The Rosenberg Library Museum featured a Novelette Triplex Camera from E. & H. T. Anthony Company as the March Treasure of the Month. Novelette cameras, manufactured from 1886 until 1894, were the first cameras to include the Prosch triplex shutter and assisted in the advancement of photography in the field. These cameras, along with their cases, sold for $40 each in 1890 and were deemed the most portable cameras on the market. If they were still sold on the shelves today, the cameras would cost nearly $1,000.00 each. This month’s featured artifact was donated by Mr. Floyd J. Kavanaugh in 1936.
Until the 1880s, most cameras were designed for studio use and were mounted on stationary carts and stands. Their design was large, bulky, and awkward. The innovative design of the Anthony Novelette Camera in 1886 allowed the entire frame and bellows to revolve, making the transition from portrait images to landscape view immensely more convenient. The camera’s compact build led to artistic advancements in field and studio photography as well as the budding art of the action shot.
The Novelette camera was the first camera to include the triplex shutter, the flagship of the Prosch Manufacturing Company.

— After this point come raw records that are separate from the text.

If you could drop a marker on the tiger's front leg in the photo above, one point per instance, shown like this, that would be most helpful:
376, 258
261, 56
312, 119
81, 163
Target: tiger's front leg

This shutter consisted of three slides with uninterrupted pass-by movement that decreased vibration in the camera and allowed for better regularity of film slide exposure time. The shutter also included an extra spring made of heavy gauge wire on the outside of the shutter. When prompted, this massive spring had enough power to trip the shutter lens as fast as 1/300 of a second. Simply, the triplex shutter allowed photographers to capture action shots outside of the studio and led to developments in documentary and field photography research.
The 1886 Novelette camera on display is made of mahogany with brass trimmings. Known to camera enthusiasts as one of the more unique Anthony designs, the Novelette has a stereoscopic round wooden face and was sold as a stereoscopic camera. Known for its lightweight but sturdy build, the Novelette camera was the preferred camera for action sequences. Relatively rare today, the Novelette brought photography out of the studios and into the field.
In the nineteenth century, E. & H. T. Anthony Company of New York was the largest distributor, supplier, and manufacturer of photographic supplies in the United States. Edward Anthony began his business in 1842 as a daguerreotype gallery known as Anthony and Co. (Daguerreotype photography, similar to tintype photography, was one of the first photographic processes invented in the 1830s by Louis Daguerre.) The business was a booming enterprise. With the addition of his brother in 1852, the company changed its name to E. & H. T. Anthony Company. They specialized in custom camera designs as well as stereoscopic view cards, detective cameras, and gallery furniture. In 1902, the company merged with the Scovill Manufacturing Company, its long time competitor in photography innovation and supply distribution, and became the Anthony and Scovill Company.